This is the time of year when home bakers get busy and make cookies and pies and cakes of all description. Nutmeg, ground and sprinkled on hot chocolate and added to apple pies, is one of the flavors of the holiday season. But, as is often the case, you can have too much of a good thing.
High doses of nutmeg can cause hallucinations, severe abdominal pain, nausea, vomiting, a rapid heartbeat, delirium, and bizarre behavior, according to Leon Gussow, MD, writing in Emergency Medicine News. Some people who overdosed on nutmeg reported experiencing a feeling of impending doom or dread.
A dose of ground nutmeg large enough to cause problems would be several tablespoons. By comparison, the amount of ground nutmeg that gives a nice flavor to an apple pie is one-quarter to one-half teaspoon. (A teaspoon is one-third of a tablespoon.)
Most cases of nutmeg intoxication occur in teenagers who are trying to get high or in toddlers whose parents accidentally left an open jar of ground nutmeg within reach. The experience is usually not a happy one. "Many individuals who take nutmeg once as an available, inexpensive high vow never to do it again" Dr. Gussow said. "The experience is almost universally described as unpleasant, and requires ingestion of a large unpalatable dose."

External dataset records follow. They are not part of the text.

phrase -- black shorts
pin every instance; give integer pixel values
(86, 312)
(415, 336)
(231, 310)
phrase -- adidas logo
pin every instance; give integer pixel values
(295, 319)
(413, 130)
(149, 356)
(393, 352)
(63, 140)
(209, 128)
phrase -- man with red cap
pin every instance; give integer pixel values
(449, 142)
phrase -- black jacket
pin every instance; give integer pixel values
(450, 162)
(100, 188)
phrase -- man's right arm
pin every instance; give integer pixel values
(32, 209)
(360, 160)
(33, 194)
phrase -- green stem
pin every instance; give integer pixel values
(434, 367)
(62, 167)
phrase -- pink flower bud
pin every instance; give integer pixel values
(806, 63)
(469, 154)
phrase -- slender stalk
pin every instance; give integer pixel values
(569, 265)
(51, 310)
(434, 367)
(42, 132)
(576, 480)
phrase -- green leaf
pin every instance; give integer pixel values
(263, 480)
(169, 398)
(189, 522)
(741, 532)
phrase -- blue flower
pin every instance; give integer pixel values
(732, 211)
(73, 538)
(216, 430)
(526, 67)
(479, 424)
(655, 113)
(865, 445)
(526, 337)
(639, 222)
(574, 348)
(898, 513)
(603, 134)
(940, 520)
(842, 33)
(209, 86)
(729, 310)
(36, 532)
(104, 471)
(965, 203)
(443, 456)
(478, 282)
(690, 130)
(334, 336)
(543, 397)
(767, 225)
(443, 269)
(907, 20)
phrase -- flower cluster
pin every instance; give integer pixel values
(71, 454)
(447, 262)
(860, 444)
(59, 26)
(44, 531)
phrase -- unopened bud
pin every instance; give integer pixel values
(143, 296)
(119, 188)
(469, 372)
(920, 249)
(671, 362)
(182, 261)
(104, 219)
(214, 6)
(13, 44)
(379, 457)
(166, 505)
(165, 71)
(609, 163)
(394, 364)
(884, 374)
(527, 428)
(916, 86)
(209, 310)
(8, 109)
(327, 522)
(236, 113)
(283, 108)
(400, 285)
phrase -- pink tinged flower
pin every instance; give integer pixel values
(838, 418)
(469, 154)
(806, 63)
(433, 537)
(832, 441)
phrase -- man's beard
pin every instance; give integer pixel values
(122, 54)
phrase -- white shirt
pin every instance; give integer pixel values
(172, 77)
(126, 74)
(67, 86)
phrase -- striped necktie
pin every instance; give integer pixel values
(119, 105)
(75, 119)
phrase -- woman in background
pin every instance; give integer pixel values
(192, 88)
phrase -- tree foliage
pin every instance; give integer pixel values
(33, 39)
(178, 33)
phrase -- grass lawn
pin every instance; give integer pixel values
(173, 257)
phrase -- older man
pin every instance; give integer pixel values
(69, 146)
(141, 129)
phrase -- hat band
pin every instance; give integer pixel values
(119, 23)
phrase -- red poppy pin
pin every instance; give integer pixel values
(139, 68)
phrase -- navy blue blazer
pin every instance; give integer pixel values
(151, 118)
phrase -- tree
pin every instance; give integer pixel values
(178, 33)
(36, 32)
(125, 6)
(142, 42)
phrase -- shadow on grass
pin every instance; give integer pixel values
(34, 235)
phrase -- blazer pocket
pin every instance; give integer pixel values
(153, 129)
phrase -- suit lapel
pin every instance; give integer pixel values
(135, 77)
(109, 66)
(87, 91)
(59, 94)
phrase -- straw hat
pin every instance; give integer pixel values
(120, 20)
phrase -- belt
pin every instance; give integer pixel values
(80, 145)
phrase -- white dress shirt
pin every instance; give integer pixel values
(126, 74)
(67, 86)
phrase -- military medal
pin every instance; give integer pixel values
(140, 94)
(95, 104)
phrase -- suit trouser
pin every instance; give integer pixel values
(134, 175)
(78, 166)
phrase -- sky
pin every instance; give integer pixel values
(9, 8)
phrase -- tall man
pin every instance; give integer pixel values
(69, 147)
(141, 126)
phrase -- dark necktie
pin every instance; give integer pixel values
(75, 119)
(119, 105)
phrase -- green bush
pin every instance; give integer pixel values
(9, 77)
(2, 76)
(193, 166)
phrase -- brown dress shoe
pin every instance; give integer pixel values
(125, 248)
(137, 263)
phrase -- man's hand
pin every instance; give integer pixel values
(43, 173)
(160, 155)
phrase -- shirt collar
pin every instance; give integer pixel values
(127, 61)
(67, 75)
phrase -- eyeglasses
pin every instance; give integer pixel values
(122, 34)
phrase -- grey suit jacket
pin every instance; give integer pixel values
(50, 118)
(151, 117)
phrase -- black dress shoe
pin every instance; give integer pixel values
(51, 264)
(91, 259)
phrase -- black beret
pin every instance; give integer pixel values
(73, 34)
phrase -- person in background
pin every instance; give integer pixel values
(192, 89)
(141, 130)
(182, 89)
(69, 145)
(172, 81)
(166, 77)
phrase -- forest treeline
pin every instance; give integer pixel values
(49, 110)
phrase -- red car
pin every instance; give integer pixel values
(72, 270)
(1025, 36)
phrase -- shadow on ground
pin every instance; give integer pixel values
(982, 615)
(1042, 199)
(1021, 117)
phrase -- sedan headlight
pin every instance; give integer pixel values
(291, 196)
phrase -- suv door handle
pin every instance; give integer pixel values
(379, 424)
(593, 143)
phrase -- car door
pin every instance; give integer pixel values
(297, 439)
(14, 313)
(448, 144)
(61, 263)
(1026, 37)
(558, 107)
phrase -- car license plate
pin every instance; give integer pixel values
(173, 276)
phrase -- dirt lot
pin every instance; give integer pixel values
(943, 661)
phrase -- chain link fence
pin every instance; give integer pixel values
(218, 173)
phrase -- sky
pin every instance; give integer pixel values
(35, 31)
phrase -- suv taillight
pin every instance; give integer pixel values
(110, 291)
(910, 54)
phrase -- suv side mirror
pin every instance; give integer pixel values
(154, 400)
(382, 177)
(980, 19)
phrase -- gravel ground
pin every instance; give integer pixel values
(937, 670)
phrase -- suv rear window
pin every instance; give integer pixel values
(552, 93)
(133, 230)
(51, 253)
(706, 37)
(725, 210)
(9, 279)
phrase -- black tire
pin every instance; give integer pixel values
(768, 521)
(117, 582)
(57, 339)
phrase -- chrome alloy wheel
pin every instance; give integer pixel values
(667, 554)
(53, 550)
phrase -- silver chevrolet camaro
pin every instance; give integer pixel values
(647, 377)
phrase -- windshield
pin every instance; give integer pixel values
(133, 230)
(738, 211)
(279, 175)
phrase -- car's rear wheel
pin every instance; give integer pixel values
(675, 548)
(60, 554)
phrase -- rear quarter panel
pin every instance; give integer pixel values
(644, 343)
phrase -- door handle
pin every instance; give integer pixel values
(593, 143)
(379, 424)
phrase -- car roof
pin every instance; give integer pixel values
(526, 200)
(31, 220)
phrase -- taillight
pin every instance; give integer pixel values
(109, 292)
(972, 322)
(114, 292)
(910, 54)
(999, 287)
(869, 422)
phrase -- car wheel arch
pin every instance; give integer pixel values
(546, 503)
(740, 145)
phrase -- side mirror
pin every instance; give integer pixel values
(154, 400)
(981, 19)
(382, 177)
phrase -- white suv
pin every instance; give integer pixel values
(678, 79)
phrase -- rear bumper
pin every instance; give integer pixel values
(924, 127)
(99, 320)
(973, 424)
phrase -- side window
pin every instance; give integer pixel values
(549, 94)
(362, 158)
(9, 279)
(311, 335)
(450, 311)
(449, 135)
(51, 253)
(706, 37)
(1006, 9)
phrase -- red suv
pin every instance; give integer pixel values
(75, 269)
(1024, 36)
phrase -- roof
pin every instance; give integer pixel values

The chemical in nutmeg that has the hallucinatory effect is called myristicin, although other chemicals may play a role.
Nutmeg has a long and interesting history as one of the prized spices for which explorers went searching. It was thought to cure infections and cause abortions, but its main value was as a food preservative and flavoring. At one time, nutmeg was more valuable than anything except gold and silver.
Nutmeg is the seed of an evergreen tree, Myristica fragrans. Another spice, mace, comes from a thin protective layer that encloses the nutmeg seed.